I am planning on making a cake for an autumn pcinic/party. Since it is an autumn theme, the cake will be autumn themed. I was going to make it a spice type cake, but was wondering what would be a good icing to use. I thought pinuche icing sounded good, but would it color orange very well? I want it to be a pumpkin color. Should I just stick with BC?
Thanks for the input!
I always use a cream cheese icing on my spice cakes. It really compliments the spices in the cake.
CREAM CHEESE is my first pick!! Orange would be my second. I'm gonna have to make a spice cake!!! The temp is cooler which feels like fall & wow would spice cake make the house smell sooo good!!! YUMMY!!
Ooh, thanks! Know where I can find a really good recipe for cream cheese icing? Never used it before!

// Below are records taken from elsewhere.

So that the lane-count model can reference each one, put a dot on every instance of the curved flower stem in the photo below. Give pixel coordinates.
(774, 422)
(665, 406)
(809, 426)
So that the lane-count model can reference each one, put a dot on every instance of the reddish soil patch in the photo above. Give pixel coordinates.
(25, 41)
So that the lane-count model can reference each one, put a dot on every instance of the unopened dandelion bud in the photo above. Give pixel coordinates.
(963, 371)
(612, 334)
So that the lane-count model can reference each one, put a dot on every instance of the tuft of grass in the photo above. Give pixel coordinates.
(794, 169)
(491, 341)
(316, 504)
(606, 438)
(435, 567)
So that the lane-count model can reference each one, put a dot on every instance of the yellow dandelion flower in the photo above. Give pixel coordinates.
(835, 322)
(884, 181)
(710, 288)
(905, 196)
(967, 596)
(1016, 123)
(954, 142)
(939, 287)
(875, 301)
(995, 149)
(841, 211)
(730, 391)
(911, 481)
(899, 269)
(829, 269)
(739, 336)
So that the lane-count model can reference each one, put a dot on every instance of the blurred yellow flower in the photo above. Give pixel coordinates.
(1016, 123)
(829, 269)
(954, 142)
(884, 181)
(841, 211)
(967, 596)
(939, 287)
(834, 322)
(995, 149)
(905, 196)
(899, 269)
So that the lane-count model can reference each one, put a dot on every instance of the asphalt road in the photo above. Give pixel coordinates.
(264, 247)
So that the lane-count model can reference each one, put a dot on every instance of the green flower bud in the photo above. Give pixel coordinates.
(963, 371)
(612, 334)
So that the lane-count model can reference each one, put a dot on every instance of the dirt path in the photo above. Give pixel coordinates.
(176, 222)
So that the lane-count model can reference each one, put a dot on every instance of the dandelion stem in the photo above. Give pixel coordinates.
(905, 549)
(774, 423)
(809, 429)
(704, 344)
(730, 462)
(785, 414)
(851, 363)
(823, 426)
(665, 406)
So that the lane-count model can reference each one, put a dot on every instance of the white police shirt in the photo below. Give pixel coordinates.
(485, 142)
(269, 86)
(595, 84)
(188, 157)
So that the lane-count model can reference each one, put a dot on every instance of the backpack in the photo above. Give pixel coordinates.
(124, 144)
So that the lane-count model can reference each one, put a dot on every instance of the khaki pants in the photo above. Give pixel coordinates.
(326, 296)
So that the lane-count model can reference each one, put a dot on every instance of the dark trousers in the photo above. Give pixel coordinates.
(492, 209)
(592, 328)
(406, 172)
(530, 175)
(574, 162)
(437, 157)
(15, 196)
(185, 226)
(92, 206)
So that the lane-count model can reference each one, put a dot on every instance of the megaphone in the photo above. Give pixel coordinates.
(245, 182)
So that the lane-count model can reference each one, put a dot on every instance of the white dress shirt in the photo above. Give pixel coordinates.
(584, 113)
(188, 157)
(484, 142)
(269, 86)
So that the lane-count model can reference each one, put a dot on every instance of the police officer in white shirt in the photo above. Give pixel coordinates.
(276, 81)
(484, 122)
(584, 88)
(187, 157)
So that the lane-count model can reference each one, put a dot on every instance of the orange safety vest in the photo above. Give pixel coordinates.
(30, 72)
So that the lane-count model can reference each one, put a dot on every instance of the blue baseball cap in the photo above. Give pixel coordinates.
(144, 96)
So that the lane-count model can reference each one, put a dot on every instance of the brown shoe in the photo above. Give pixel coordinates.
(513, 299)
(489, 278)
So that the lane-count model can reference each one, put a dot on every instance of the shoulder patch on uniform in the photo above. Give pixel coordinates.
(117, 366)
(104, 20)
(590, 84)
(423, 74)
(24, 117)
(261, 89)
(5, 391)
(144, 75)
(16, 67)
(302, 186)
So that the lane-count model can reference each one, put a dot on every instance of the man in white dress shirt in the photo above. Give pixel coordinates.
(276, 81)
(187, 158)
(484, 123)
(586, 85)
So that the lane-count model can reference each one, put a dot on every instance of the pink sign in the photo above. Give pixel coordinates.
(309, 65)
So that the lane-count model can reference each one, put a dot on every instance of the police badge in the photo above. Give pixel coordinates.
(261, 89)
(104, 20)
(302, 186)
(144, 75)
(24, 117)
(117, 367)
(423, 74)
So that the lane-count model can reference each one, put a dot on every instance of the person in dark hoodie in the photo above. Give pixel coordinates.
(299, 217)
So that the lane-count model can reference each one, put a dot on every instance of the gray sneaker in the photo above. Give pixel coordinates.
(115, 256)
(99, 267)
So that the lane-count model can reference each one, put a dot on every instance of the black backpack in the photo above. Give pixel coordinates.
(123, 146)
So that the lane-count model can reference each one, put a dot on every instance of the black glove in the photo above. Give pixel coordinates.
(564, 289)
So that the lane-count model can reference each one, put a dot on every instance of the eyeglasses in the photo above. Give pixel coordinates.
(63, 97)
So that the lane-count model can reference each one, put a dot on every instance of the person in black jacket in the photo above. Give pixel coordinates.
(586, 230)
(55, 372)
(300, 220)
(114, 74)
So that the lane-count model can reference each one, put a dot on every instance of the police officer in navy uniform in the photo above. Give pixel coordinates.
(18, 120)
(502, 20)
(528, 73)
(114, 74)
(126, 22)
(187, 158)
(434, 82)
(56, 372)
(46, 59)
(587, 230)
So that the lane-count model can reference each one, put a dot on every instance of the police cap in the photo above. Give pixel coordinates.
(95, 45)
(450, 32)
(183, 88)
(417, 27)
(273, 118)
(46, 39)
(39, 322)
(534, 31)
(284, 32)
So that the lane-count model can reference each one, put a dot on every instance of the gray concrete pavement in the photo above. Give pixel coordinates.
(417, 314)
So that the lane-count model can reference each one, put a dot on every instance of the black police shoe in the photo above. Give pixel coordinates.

Pooker I have 2 different CC icing recipes. One is for crusting CC & the other doesn't crust. Let me know which one or both & I'll PM it to you~
Just make sure the cake stays cool, as cream cheese can't really sit out all that long (can it?)
When I have to do spice cakes for weddings, I just add LorAnn maple flavoring to BC, tastes GREAT with spice cake and can sit out all day.
Lorann also makes a cheesecake flavoring if you want a durable cream cheese flavored frosting.
Ummm... not really sure
I just add until it tastes right. Not much AT ALL, because a little goes a long way. I probably start with around 1/4 tsp per batch.
I recently did a spice cake and used hazelnut buttercream, was delicious, everyone loved it and got an order for halloween using the same.
Pooker I have 2 different CC icing recipes. One is for crusting CC & the other doesn't crust. Let me know which one or both & I'll PM it to you~
Can you PM both to me? You all are posting too many yummy icing ideas! I can't take it!
j/k - I love it!
Here is one that was posted by another member (gdixon, I think!)
CRUSTING CREAM CHEESE ICING
1 cup butter, softened
1/2 cup solid vegetable shortening
1 pound cream cheese, softened
1 tablespoon clear vanilla extract
3 1/2 pounds sifted confectioner's sugar
1/2 teaspoon salt
Cream butter, shortening, cream cheese and extracts. Gradually add confectioner's sugar and salt. Beat on low speed until nice and creamy. If you want whiter icing, try to use butter without dyes available at most health food stores.
This recipe is for a stiff consistency. For a thinner consistency, use 3 pounds of powdered sugar instead.
If you want a very smooth cake, let the cake sit for 15 minutes after icing. Then smooth with the non-printed side of a Viva paper towel.
I have 2 different CC icing recipes. One is for crusting CC & the other doesn't crust. ~
Can you PM them to me also! Both CC recipes! PRETTY PLEASE!~
Thanks so much. This is making me hungry! Haven't had b'fast yet!